# The 'Money Shot'



## dearEvan (Apr 2, 2010)

Andrew Jackson- up close and personal.
C&C welcome.


----------



## Formatted (Apr 2, 2010)

Nice what setup?


----------



## cnutco (Apr 2, 2010)

Nice headshot!


----------



## Noah212 (Apr 2, 2010)

That's really weird....I took an extremely similar shot just the other day.

Here it is:






I would suggest angling your shot a bit differently, as his face looks somewhat fat with the chin being out of focus and in front of the eyes.  Other than that, I really like your photo.


----------



## dearEvan (Apr 2, 2010)

Thanks very much for the feedback. 

Noah, I was actually going for a partly out-of-focus/distorted effect. Thanks for the input.

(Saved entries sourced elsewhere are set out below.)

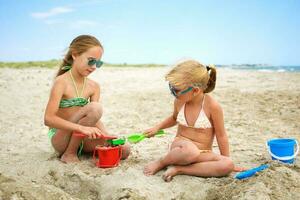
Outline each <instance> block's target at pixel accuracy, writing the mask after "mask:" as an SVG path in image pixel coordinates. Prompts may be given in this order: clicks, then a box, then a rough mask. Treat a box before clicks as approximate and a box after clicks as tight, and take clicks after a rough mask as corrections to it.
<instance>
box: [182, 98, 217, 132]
mask: <svg viewBox="0 0 300 200" xmlns="http://www.w3.org/2000/svg"><path fill="white" fill-rule="evenodd" d="M204 99H205V95H204V96H203V101H202V106H201V110H200V113H199V115H198V118H197V120H196V122H195V124H194V126H190V125H188V123H187V120H186V118H185V115H184V111H185V104H184V105H183V106H182V107H181V109H180V111H179V113H178V115H177V122H178V123H179V124H181V125H183V126H186V127H191V128H211V127H212V126H211V123H210V121H209V120H208V118H207V116H206V114H205V112H204V110H203V106H204Z"/></svg>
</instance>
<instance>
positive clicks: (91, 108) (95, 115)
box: [87, 102, 103, 119]
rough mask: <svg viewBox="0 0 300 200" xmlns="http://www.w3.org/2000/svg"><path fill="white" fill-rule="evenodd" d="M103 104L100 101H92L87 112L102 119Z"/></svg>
mask: <svg viewBox="0 0 300 200" xmlns="http://www.w3.org/2000/svg"><path fill="white" fill-rule="evenodd" d="M102 113H103V109H102V105H101V104H100V103H98V102H91V103H89V104H88V105H87V114H88V115H89V116H91V117H93V118H97V119H100V118H101V117H102Z"/></svg>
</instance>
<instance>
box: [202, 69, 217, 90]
mask: <svg viewBox="0 0 300 200" xmlns="http://www.w3.org/2000/svg"><path fill="white" fill-rule="evenodd" d="M206 69H207V73H208V74H209V79H208V82H207V87H206V89H205V90H204V93H209V92H211V91H213V90H214V89H215V86H216V79H217V70H216V67H215V66H214V65H209V66H206Z"/></svg>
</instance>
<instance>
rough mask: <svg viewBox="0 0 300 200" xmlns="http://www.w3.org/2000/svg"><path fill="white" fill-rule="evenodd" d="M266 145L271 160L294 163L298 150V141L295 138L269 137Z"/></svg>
mask: <svg viewBox="0 0 300 200" xmlns="http://www.w3.org/2000/svg"><path fill="white" fill-rule="evenodd" d="M295 146H296V151H295ZM267 147H268V151H269V154H270V155H271V156H272V160H279V161H281V162H284V163H294V161H295V158H296V156H297V154H298V152H299V146H298V142H297V140H295V139H288V138H278V139H271V140H269V141H268V142H267Z"/></svg>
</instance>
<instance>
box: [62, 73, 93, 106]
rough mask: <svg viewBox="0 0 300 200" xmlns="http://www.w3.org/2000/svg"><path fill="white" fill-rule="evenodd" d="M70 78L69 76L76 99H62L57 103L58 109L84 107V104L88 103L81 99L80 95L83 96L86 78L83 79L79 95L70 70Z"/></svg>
mask: <svg viewBox="0 0 300 200" xmlns="http://www.w3.org/2000/svg"><path fill="white" fill-rule="evenodd" d="M70 76H71V80H72V82H73V85H74V88H75V91H76V95H77V97H74V98H71V99H62V100H61V101H60V103H59V107H60V108H69V107H73V106H85V105H86V104H88V103H89V100H87V99H85V98H83V97H82V94H83V91H84V88H85V83H86V78H84V81H83V87H82V90H81V93H80V95H79V92H78V89H77V85H76V83H75V81H74V78H73V75H72V71H71V70H70Z"/></svg>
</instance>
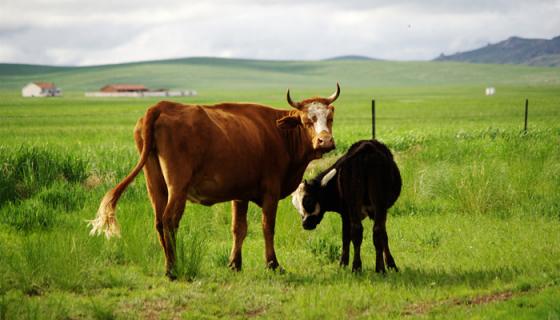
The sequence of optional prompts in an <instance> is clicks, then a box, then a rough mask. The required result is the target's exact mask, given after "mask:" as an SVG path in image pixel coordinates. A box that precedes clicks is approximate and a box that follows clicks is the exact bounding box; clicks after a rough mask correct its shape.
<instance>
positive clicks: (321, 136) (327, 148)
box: [313, 132, 335, 152]
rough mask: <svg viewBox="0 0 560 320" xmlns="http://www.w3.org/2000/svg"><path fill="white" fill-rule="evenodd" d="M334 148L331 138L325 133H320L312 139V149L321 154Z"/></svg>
mask: <svg viewBox="0 0 560 320" xmlns="http://www.w3.org/2000/svg"><path fill="white" fill-rule="evenodd" d="M334 147H335V144H334V139H333V136H332V135H331V134H330V133H327V132H321V133H320V134H319V135H318V136H317V137H315V139H313V148H314V149H315V150H321V151H323V152H329V151H331V150H333V149H334Z"/></svg>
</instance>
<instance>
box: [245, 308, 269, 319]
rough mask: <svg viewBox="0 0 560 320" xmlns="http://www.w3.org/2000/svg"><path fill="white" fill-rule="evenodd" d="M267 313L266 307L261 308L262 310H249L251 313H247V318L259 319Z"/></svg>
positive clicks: (250, 312) (253, 309) (260, 308)
mask: <svg viewBox="0 0 560 320" xmlns="http://www.w3.org/2000/svg"><path fill="white" fill-rule="evenodd" d="M265 312H266V309H265V308H264V307H260V308H257V309H253V310H249V311H247V312H245V316H247V318H254V317H258V316H260V315H263V314H265Z"/></svg>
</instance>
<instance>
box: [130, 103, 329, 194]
mask: <svg viewBox="0 0 560 320" xmlns="http://www.w3.org/2000/svg"><path fill="white" fill-rule="evenodd" d="M153 108H157V109H158V110H159V117H158V118H157V120H155V123H154V150H152V152H154V153H155V154H157V156H158V159H159V164H160V166H161V169H162V173H163V176H164V178H165V181H166V182H167V184H168V185H173V186H180V187H181V188H186V189H187V199H188V200H190V201H192V202H195V203H200V204H204V205H212V204H214V203H218V202H224V201H229V200H247V201H252V202H255V203H257V204H259V205H261V204H262V201H263V196H265V194H266V193H273V194H275V195H277V196H278V197H279V198H284V197H286V196H288V195H289V194H290V193H291V192H292V191H294V190H295V188H296V187H297V185H298V184H299V182H300V181H301V178H302V176H303V172H304V171H305V168H306V167H307V164H308V163H309V162H310V161H311V160H313V159H314V158H316V157H317V156H318V154H317V152H316V151H314V150H313V149H312V148H311V140H310V138H309V137H308V135H307V134H305V132H302V131H304V129H303V128H302V127H301V126H297V127H295V128H293V129H284V130H283V129H279V128H278V127H277V126H276V121H277V120H279V119H281V118H283V117H284V116H287V115H289V114H290V113H293V111H283V110H276V109H272V108H269V107H265V106H260V105H256V104H237V103H227V104H219V105H214V106H205V107H202V106H193V105H182V104H178V103H172V102H161V103H159V104H158V105H156V106H155V107H153ZM142 126H143V119H142V118H141V119H140V120H139V121H138V123H137V125H136V130H137V131H140V132H142ZM142 138H143V139H145V137H142ZM148 174H149V173H148Z"/></svg>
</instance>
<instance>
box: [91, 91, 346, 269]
mask: <svg viewBox="0 0 560 320" xmlns="http://www.w3.org/2000/svg"><path fill="white" fill-rule="evenodd" d="M339 94H340V87H339V86H338V84H337V90H336V92H335V93H333V94H332V95H331V96H329V97H328V98H311V99H306V100H303V101H301V102H294V101H292V99H291V98H290V91H289V90H288V93H287V99H288V103H289V104H290V105H291V106H292V107H294V108H295V109H296V110H291V111H290V110H277V109H273V108H270V107H267V106H263V105H258V104H247V103H243V104H242V103H222V104H217V105H213V106H200V105H183V104H179V103H174V102H167V101H163V102H160V103H158V104H157V105H155V106H153V107H151V108H149V109H148V111H147V112H146V114H145V116H144V117H143V118H140V119H139V120H138V122H137V123H136V127H135V129H134V139H135V140H136V146H137V148H138V151H139V153H140V160H139V161H138V164H137V165H136V167H135V168H134V169H133V170H132V171H131V172H130V173H129V175H128V176H127V177H126V178H124V180H122V181H121V182H120V183H119V184H118V185H117V186H116V187H115V188H113V189H112V190H110V191H109V192H107V194H105V197H104V198H103V200H102V201H101V204H100V206H99V210H98V211H97V217H96V219H95V220H92V221H91V222H90V224H91V226H92V230H91V234H92V235H93V234H101V233H105V235H106V236H107V237H111V236H112V235H119V227H118V224H117V221H116V216H115V207H116V204H117V201H118V200H119V198H120V196H121V194H122V193H123V191H124V190H125V189H126V187H127V186H128V185H129V184H130V183H131V182H132V180H133V179H134V178H135V177H136V175H137V174H138V173H139V172H140V170H141V169H142V168H144V175H145V177H146V185H147V188H148V194H149V195H150V200H151V202H152V205H153V207H154V211H155V225H156V229H157V231H158V235H159V240H160V242H161V245H162V246H163V249H164V251H165V259H166V275H167V276H168V277H169V278H170V279H174V278H175V277H176V275H175V270H174V263H175V235H176V232H177V228H178V227H179V221H180V220H181V216H182V215H183V211H184V208H185V202H186V200H190V201H191V202H194V203H199V204H203V205H208V206H209V205H212V204H215V203H218V202H224V201H232V233H233V248H232V250H231V256H230V263H229V266H230V267H231V268H233V269H235V270H240V269H241V247H242V245H243V240H244V239H245V236H246V234H247V206H248V203H249V201H252V202H254V203H256V204H257V205H259V206H260V207H261V208H262V210H263V214H262V228H263V233H264V240H265V255H266V263H267V266H268V267H269V268H272V269H276V268H277V267H278V266H279V265H278V261H277V259H276V253H275V252H274V224H275V221H276V208H277V206H278V201H279V200H280V199H283V198H285V197H286V196H288V195H290V194H291V193H292V192H293V191H294V190H295V189H296V187H297V186H298V184H299V182H300V181H301V179H302V177H303V173H304V171H305V168H306V167H307V165H308V164H309V162H311V160H313V159H318V158H320V157H321V156H322V155H323V154H324V153H326V152H328V151H330V150H332V149H334V147H335V145H334V140H333V137H332V120H333V115H334V107H333V106H332V105H331V103H332V102H333V101H335V100H336V99H337V98H338V96H339Z"/></svg>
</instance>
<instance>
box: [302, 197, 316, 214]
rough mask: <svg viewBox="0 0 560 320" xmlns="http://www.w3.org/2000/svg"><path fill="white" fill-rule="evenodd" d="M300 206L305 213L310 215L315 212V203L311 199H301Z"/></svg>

Not much of a "setup" here. I hate to admit it, but it's just a Sony 7.2 MP Cybershot. Hand-held, no tripod. (It has a surprisingly decent macro function.) I did some slight tweaking in Mac iPhoto


----------



## smackitsakic (Apr 5, 2010)

haha sweet pic and sweet title.  I was eagerly anticipating what 'the money shot' would be:lmao:


----------



## PerfectlyFlawed (Apr 6, 2010)

lol, love it~ I'll take that money off your hands for ya :lmao:


----------



## dearEvan (Apr 6, 2010)

Hahaha, PF and smack. 
Thanks.


----------